Thursday, August 7, 2008

On the eve of the Great Socialist Olympics

You don't go into a bar,order a drink, swallow it down, then preach to the other drunks in the place the values of abstaining.

So what the hell does President Bush think he's doing planting his keister in Beijing to help celebrate the Great Socialist Olympics of 2008 while uttering words of chastisement to the dictators who have 1/6 of the world's population crushed under their boot? Rank hypocrisy or stupidity, methinks.

The blood of the dead in Burma, North Korea and Vietnam -- bastions of oppression whose governments were built up and remain heavily supported by the communist thugs of China -- cries from the ground.

I remember the newscasts of the horror of the murders in T. Square in 1989 and I wonder how many other innocent Chinese have died out of the view of the media since the cursed hell-child Mao usurped control of that long-suffering nation.

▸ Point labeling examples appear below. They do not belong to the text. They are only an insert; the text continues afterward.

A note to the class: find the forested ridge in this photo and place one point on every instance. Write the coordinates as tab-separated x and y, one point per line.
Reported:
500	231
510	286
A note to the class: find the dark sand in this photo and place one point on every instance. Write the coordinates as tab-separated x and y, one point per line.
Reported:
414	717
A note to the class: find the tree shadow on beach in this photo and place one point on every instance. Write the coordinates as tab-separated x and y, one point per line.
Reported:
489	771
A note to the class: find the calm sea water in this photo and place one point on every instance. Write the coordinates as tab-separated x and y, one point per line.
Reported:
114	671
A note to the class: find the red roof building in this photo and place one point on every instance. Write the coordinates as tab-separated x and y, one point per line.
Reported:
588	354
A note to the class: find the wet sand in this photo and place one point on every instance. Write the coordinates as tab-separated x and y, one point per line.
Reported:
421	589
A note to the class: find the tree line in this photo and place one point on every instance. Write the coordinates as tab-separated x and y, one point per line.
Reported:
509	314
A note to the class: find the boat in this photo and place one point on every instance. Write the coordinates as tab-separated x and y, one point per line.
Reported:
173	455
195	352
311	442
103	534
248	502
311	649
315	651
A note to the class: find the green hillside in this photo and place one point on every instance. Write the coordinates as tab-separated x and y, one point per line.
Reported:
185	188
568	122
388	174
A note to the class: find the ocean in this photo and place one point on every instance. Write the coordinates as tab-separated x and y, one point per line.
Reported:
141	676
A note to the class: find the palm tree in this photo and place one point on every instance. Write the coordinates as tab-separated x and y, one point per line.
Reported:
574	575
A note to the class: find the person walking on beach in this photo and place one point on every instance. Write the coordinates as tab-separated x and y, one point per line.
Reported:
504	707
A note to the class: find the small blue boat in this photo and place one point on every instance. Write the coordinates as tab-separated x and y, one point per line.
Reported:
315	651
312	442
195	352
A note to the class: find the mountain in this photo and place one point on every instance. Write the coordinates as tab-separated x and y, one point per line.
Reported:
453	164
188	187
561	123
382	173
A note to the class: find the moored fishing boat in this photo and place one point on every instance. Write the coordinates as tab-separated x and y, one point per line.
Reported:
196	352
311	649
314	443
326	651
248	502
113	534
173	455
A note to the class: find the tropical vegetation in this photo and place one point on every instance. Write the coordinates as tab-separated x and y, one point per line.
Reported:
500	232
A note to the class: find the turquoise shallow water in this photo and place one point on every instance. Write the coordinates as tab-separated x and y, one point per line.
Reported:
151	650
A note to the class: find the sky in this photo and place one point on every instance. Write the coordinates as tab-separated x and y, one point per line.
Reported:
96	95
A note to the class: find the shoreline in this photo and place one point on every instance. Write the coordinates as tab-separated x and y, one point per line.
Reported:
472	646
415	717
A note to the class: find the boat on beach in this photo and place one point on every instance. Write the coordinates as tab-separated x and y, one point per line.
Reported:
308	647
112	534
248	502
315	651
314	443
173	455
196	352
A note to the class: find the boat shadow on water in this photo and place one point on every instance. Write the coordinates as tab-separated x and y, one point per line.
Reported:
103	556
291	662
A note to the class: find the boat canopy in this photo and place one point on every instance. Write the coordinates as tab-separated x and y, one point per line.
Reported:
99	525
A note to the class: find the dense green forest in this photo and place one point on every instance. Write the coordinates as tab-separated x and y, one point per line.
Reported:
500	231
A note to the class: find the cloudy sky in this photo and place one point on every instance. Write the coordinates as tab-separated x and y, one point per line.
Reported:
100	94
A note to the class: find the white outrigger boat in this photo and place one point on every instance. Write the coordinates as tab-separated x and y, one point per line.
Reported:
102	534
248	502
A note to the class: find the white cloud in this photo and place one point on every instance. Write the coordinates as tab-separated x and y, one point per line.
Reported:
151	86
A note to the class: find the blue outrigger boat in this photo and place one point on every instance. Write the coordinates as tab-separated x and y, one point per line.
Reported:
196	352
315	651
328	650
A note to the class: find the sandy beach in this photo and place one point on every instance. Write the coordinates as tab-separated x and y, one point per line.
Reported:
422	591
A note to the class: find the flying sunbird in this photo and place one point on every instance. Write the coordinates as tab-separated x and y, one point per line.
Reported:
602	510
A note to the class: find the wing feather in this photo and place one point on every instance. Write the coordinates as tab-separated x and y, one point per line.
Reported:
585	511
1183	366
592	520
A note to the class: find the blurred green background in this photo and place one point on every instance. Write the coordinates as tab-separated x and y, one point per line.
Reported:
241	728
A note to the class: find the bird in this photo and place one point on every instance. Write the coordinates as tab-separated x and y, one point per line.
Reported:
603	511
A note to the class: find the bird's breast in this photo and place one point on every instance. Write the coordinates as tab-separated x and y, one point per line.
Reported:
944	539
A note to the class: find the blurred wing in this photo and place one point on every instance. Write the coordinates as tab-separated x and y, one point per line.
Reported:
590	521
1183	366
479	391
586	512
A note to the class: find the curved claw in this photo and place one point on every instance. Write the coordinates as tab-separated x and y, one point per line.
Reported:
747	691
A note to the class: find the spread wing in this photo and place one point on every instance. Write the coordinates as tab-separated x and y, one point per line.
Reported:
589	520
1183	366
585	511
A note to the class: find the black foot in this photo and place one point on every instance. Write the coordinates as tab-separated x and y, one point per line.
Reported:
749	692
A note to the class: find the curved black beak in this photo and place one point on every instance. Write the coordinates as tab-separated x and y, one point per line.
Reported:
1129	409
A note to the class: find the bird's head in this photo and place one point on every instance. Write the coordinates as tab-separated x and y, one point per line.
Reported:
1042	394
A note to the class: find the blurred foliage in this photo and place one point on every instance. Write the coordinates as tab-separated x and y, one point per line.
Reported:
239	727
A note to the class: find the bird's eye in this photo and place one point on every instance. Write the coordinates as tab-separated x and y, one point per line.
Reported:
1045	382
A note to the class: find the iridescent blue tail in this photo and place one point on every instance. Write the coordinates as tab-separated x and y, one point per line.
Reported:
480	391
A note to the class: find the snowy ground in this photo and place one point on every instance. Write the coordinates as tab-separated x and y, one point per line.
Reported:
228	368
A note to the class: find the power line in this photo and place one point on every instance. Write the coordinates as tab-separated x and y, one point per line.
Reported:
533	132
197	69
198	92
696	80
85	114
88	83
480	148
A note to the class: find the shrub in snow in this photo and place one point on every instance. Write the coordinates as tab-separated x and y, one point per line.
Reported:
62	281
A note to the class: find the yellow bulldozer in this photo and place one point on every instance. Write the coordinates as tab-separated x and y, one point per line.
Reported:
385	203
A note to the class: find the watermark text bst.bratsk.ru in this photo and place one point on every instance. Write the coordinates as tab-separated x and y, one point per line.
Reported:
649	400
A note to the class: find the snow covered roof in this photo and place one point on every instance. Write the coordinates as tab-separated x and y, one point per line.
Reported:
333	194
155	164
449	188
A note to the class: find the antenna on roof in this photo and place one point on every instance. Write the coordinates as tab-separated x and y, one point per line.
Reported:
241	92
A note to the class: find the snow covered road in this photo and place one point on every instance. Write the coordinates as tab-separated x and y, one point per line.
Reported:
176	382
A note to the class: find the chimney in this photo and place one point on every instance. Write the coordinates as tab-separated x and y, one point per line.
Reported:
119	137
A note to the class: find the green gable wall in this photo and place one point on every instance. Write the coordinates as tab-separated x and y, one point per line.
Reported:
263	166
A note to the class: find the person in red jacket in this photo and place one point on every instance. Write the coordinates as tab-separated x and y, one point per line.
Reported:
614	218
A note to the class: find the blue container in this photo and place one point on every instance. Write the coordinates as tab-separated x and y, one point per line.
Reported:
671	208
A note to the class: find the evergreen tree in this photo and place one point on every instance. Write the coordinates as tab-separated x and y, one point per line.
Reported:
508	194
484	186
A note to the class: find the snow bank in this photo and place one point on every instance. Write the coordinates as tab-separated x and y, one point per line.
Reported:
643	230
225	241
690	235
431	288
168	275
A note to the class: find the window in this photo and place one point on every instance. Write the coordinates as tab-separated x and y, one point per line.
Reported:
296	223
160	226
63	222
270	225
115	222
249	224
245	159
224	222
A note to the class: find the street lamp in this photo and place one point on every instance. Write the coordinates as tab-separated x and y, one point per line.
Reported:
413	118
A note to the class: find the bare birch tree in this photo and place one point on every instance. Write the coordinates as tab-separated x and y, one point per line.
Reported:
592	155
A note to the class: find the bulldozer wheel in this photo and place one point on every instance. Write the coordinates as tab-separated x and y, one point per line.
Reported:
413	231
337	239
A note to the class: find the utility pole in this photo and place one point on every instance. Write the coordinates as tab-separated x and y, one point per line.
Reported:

Someday China will be free and Mao's malevolent portrait will be ripped to the ground and stomped on, like other tyrants in history. How long, how long?

I take comfort in knowing that the foolish decision to award an Olympic venue to other bastions of tyranny (Nazi Germany, 1936, and Soviet Russia, 1980) presaged the downfall of those evil governments, however much they tried to exploit the games for their glory.


Arial Ray said...

I won't even watch them anymore.

Eastcoastdweller said...

I have made that vow, too, Arial.

Perhaps if a majority of leaders of democracies, as well as the athletes and commercial sponsors, were to rise up and insist on some basic standards for host nations of Olympic Games, the IOC would be forced to pay attention and the Games would cease to be misused as a platform for tyrannical grandstanding.

But at the current rate, I wouldn't be surprised to see Venezuela, Iran, North Korea or even Sudan chosen as Host in the next round.

We all just go right along with it, decade after decade.

Chase March said...

I love the olympics and the spirit of competition.

We need to remember that the athletes don't really have a choice of where the games are held. They have trained for four to twelve years for it. They deserve to be there - no matter where the games are this year.

So I will watch. I will enjoy what the olympics are all about. And I won't punish the deserving athletes.

Ela said...

I only watched a bit of the opening and it is amazingly creative and beautiful. From the artistic point of view, they showed all they gave to the world, including paper and compass and something else, which my friend told me and I forgot. Amazing opening.
The people prepared the opening fantastically.

Ela said...

ECD, watch the openings, it will melt your heart.. that's how beautiful they made it. It took a lot of work of many wonderful people.

Eastcoastdweller said...

Ela and Chase, I have the greatest respect for both of you, and friends can agree to disagree.

In a few years, the IOC will have the chance to choose a new location for the 2012 Olympics, and with more than 200 countries in the world, I hope that this time they will have the sense not to choose one that is enslaved by dictators who also prop up the government of virtually every hellhole remaining on earth, from North Korea to Myanmar.

And at that time, I will gladly and happily watch the opening ceremony and everything else.

This venue reeks of blood and tears.

Ela said...

of course,we agree to disagree.
I was only pointing to the artistic vision of what they have presented. It was hopeful.

Good day

Chase March said...


Not watching won't make any impact whatsoever.

It's kind of like the highway through the valley here in Hamilton. I didn't drive on it for a year in silent protest. Why? I don't really know. It made no difference at all. The road still destroyed a beautiful valley. I still objected to it. But it is there.

I know this has bigger implications than a simple road but I think the parallel is worth mentioning. Plus, it's the only example I can think of right now.

It's not often that we ever have to agree to disagree. I have the greatest respect for you. But in this case, I guess we're on opposite sides of the fence.